Felipe Melo, who’s still going strong for Palmeiras at the age of 36, has revealed what it took to stop Lionel Messi back in his days of anchoring Brazil’s midfield.
Between 2009 and 2010 — when Melo was at the height of his power with Juventus — the hard-tackling “Pitbull” represented the Seleção 22 times and came up against Messi’s Argentina during 2010 World Cup qualifying.
With Diego Maradona in charge of an erratic Albiceleste campaign, Brazil traveled to the Gigante in Rosario with the tantalizing opportunity of securing World Cup qualification on the soil of its eternal rivals.
Argentina, meanwhile, hadn’t lost a World Cup qualifier at home in 16 years, but that record was about to come crashing down.
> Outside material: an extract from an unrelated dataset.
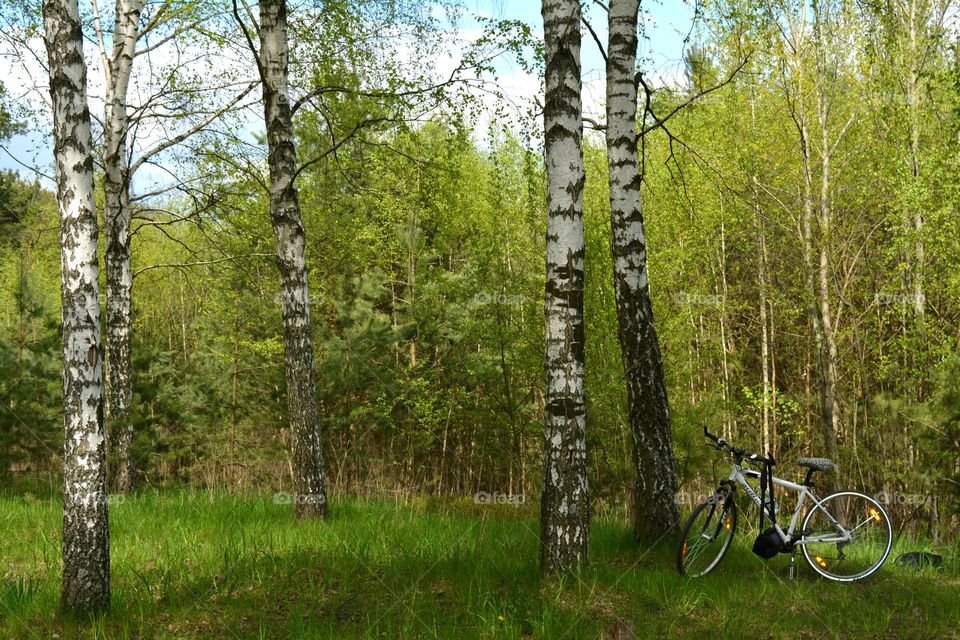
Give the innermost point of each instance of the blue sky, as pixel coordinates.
(666, 24)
Speaking with Brazilian newspaper Clarín, Melo revealed how Brazil went about stopping Messi.
“He’s a unique player,” Melo said. “When Brazil played against him we used to say ‘we have to kick him once each, we have to rotate.’ If we didn’t, it was too difficult to mark him. We didn’t want to break him, just to cut his rhythm and to disturb him — it was tactical.”
In the opening 45 minutes, Brazil collected four bookings (Lúcio, Kaká, Luisão and Luís Fabiano) but raced to a 2-0 lead as Argentina struggled mightily to defend two set pieces (again, this was the time of Maradona).
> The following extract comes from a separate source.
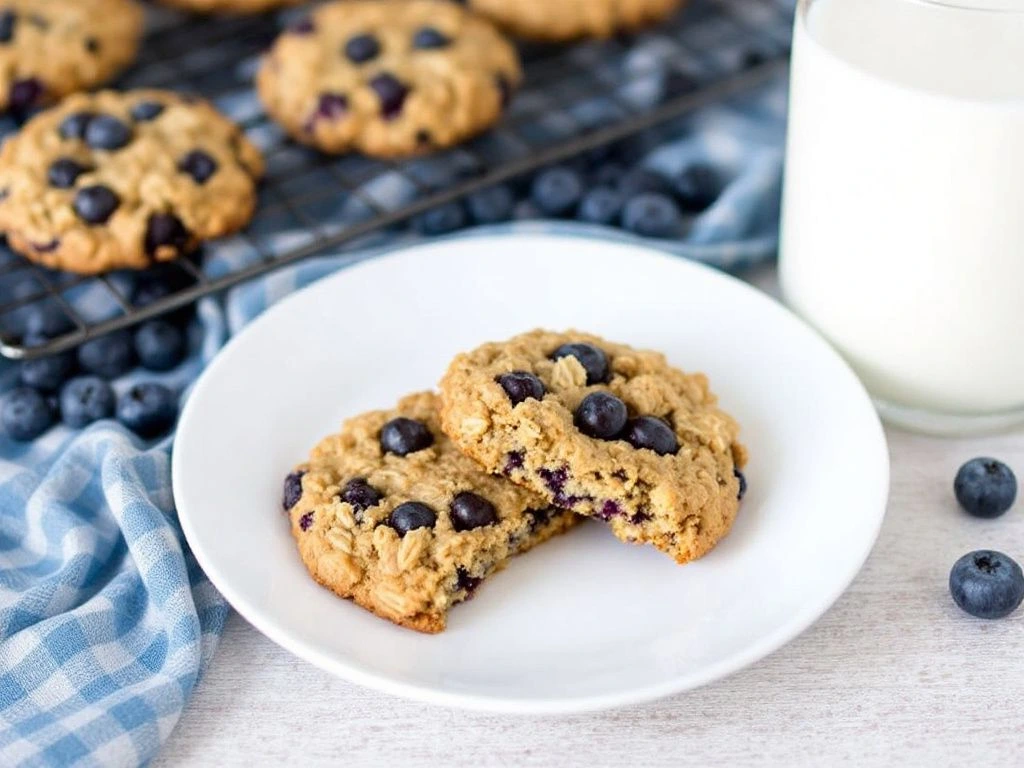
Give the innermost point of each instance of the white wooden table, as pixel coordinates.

Jesús Dátolo would pull one back for Argentina with an absolute thunderbastard in the 65th minute, but the game was over when Kaká beautifully supplied Luís Fabiano for Brazil's third only three minutes later.
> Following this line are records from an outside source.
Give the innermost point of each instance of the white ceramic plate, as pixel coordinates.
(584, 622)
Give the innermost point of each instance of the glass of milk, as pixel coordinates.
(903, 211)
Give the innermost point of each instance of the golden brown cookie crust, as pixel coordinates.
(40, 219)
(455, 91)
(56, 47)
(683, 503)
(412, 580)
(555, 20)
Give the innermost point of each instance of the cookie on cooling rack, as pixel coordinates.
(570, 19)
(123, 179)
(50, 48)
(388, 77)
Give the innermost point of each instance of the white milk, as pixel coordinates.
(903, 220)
And it wouldn’t have been an interview concerning Messi without a bit of the Great Debate, so what does Melo think of Messi vs. Ronaldo?
“Messi is incredible, more so than Cristiano Ronaldo. Cristiano can score five goals for you, but Messi can score those five and then make his teammates score as well. He’s more complete.”
Kind of surprising coming from a Brazilian who spent two seasons with Juventus.